Though he had grown familiar with his new name, new life, and new work, André did not wholly surrender hope. He still dreamed that he might one morning wake to see the Eiffel Tower lancing the sky—the modern world restored to him; he would settle, if need be, for Haussmann's Paris.
But dreams, in the end, were done.
"Six months since I was reborn," he counted, not without a rueful smile. "Perhaps I must finally let go of the self of 20XX and be André from 1790 onward. If there is any privilege to being a traveller in time, should I not—after the bloodshed at the Champ-de-Mars—find occasion to remove the old Robespierre, Marat, and Danton together? Then I should be a panda—no, a national treasure. Fie, childish talk."

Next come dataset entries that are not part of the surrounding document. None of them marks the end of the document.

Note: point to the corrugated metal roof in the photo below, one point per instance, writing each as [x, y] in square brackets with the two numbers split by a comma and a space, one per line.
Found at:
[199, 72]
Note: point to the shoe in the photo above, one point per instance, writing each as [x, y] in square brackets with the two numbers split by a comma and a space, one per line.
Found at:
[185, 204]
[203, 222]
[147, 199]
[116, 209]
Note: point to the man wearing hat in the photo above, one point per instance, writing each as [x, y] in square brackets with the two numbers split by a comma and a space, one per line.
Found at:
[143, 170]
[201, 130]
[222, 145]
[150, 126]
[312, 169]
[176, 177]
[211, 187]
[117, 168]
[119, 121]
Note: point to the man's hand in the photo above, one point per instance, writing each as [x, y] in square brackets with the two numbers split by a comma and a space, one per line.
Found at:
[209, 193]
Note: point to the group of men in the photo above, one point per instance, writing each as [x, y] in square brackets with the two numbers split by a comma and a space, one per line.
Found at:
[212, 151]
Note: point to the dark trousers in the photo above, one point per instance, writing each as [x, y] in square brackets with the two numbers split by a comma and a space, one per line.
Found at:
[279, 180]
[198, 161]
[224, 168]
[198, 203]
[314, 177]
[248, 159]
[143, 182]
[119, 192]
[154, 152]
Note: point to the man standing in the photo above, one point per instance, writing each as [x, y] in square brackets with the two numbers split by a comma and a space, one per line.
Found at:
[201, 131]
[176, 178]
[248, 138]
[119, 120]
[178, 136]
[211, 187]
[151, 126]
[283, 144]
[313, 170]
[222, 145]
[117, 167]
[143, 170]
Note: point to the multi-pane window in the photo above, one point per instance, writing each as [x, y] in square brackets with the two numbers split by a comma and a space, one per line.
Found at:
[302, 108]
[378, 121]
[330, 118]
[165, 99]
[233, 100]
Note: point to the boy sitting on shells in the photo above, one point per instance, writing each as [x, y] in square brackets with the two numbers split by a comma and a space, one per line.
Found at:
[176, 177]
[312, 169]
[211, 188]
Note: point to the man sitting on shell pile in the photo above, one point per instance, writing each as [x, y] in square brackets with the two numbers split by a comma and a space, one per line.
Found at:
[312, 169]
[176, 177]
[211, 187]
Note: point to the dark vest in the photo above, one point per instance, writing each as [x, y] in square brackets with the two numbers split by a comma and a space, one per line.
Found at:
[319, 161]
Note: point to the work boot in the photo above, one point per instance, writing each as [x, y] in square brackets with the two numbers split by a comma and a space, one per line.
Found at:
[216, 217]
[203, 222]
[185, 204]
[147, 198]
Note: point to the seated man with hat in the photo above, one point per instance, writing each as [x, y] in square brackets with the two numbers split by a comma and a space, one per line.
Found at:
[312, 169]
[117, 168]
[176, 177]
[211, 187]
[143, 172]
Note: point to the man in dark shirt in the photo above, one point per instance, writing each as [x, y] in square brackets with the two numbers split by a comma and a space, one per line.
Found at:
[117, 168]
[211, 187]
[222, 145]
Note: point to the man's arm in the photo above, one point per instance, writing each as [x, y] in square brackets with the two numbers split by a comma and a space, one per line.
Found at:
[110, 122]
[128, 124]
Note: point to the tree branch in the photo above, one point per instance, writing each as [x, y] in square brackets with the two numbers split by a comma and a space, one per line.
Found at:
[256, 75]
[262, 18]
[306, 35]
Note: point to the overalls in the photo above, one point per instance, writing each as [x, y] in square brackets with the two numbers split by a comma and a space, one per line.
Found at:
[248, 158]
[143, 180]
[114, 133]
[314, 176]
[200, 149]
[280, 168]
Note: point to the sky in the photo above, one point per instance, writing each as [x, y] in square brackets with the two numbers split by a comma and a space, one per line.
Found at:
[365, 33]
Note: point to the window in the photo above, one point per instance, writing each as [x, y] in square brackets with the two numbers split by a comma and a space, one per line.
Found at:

When the fog lifted from his thoughts, André was dressed and at his desk, bending over a letter to Inspector Javert—recently promoted—setting out his analysis of another murder that had shaken Paris.
Ten minutes later he summoned his messenger, Merda, the housekeeper's fifteen-year-old nephew. "Take this sealed note to Inspector Javert," he said. "Tell him I shall discuss criminal psychology with him tomorrow afternoon—the time and place as before."